Perhaps the forces will balance themselves, at least over time. But significant volatility is being created by policymakers, whose role should be to stabilize markets but instead are destabilizing them with their actions – and that is not going to stop anytime soon.
About Inflation
Even if inflation rises to 3.0%, the Fed is likely not to act because it will expect a return to lower inflation. It is believed that future spending plans, which amount to approximately $3 trillion, are going to be covered by taxes, and will not have inflationary pressure. This assumption has never proven true in the past regarding excessive spending, and it is unlikely to be true this time.
Covid-19 has wrought colossal changes in the global economy. But, while Covid will pass, these massive expenditures will not. Even though it is expressed that they are only temporary expenditures, too many people are calling this a new era in progressive policy, and any change that is considered temporary typically ends up being structural. Therefore, these expenditure policies will continue over a substantial interval, and relying on their transience is a mistake.
It’s the Expectation
If the Fed has an entirely new paradigm for fiscal and social policy, it’s a bit hard to understand why expectations should remain predictable. What is unfolding we have not seen since the 1970s, and it stands to reason that would lead to significant changes in expectations. If expectations change, Fed policy and interest rates change along with them.
Is Stimulus a Component of a Permanently Larger Public Sector?
The short answer is yes. Public expenditures are increasing and more complex, and taxpayers are going to be handed the bill while deficits, and potentially interest rates, skyrocket.
- There is a demographic timebomb of an aging population. There are insufficient funds to manage this large and predictable public outflow.
- The cost of education and healthcare, increasingly part of the public budget, has increased dramatically.
- Redistribution of wealth equates to more transfer payments funded with deficits. Tax revenues cannot make up for these projected distributions.
- An increasingly dangerous world will create more international obligations.
Whatever the expectation for the right size of government was, there is a substantially larger one today and its growth is inevitable.

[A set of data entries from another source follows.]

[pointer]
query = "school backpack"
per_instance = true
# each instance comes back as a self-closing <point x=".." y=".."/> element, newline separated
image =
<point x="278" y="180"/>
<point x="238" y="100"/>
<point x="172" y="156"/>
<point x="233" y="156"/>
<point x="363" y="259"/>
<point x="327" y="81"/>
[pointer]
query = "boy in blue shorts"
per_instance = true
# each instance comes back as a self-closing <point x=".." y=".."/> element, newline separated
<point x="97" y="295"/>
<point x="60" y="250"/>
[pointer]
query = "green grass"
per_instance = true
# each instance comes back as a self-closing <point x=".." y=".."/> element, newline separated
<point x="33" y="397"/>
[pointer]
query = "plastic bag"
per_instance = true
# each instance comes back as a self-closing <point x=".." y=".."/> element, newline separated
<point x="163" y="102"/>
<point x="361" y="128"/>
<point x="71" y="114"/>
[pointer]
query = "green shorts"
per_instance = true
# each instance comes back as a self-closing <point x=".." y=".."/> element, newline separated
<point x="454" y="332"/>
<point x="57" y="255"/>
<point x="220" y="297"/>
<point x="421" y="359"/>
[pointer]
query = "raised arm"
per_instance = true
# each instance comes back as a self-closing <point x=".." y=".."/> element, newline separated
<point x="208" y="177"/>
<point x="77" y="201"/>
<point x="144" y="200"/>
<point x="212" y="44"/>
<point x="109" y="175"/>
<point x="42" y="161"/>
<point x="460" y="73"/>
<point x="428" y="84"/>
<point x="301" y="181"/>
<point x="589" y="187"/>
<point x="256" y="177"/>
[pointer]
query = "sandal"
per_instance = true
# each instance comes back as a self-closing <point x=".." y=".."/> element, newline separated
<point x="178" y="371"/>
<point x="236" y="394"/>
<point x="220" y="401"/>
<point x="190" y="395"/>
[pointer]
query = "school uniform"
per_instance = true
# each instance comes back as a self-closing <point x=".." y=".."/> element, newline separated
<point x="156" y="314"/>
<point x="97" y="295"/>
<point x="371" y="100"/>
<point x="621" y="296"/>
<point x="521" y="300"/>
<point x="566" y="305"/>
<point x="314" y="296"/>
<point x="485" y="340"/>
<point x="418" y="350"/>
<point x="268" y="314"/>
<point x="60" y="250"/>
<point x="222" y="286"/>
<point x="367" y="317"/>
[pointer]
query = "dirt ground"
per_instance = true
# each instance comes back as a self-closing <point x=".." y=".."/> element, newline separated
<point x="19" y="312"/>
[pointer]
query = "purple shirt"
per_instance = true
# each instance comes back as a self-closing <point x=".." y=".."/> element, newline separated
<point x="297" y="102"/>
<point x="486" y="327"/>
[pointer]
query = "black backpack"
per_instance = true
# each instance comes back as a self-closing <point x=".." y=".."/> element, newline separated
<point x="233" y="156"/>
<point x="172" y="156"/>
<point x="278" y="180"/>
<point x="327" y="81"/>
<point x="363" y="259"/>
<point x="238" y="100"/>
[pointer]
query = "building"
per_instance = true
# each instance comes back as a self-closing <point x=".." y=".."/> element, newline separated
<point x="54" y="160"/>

A larger government requires larger taxes. There is a point of diminishing returns, and it may be closer than this government understands. While it is easy to sell a more level and just tax system to the masses, the reality is that it will be neither, and it is likely to undermine economic growth and business creation. Those with skin in the game tire quickly of subsidizing the entire economy, especially when the fiscal budget is filled with unconstructive expenditures or ineffective investments in the economy.
Economic Growth Begins and Ends with the Cost of Capital.
Interest rates drive the cost of capital and expected returns. This is the true driver of economic well-being and wealth creation. Public policy should enable the greatest access to opportunity and reasonable return on capital through prudent policymaking. We are not seeing that prudence now and the cost of capital may rise to become a meaningful constraint on investment. In that light, do massive deficits make sense? Under this scenario, they are far more counterproductive than the short term jolt to the economy they provide.
The laws of economic arithmetic cannot be suspended easily and then hope that it all somehow works out. Any attempt previously has ended disastrously. There is a significant risk that this is happening again now.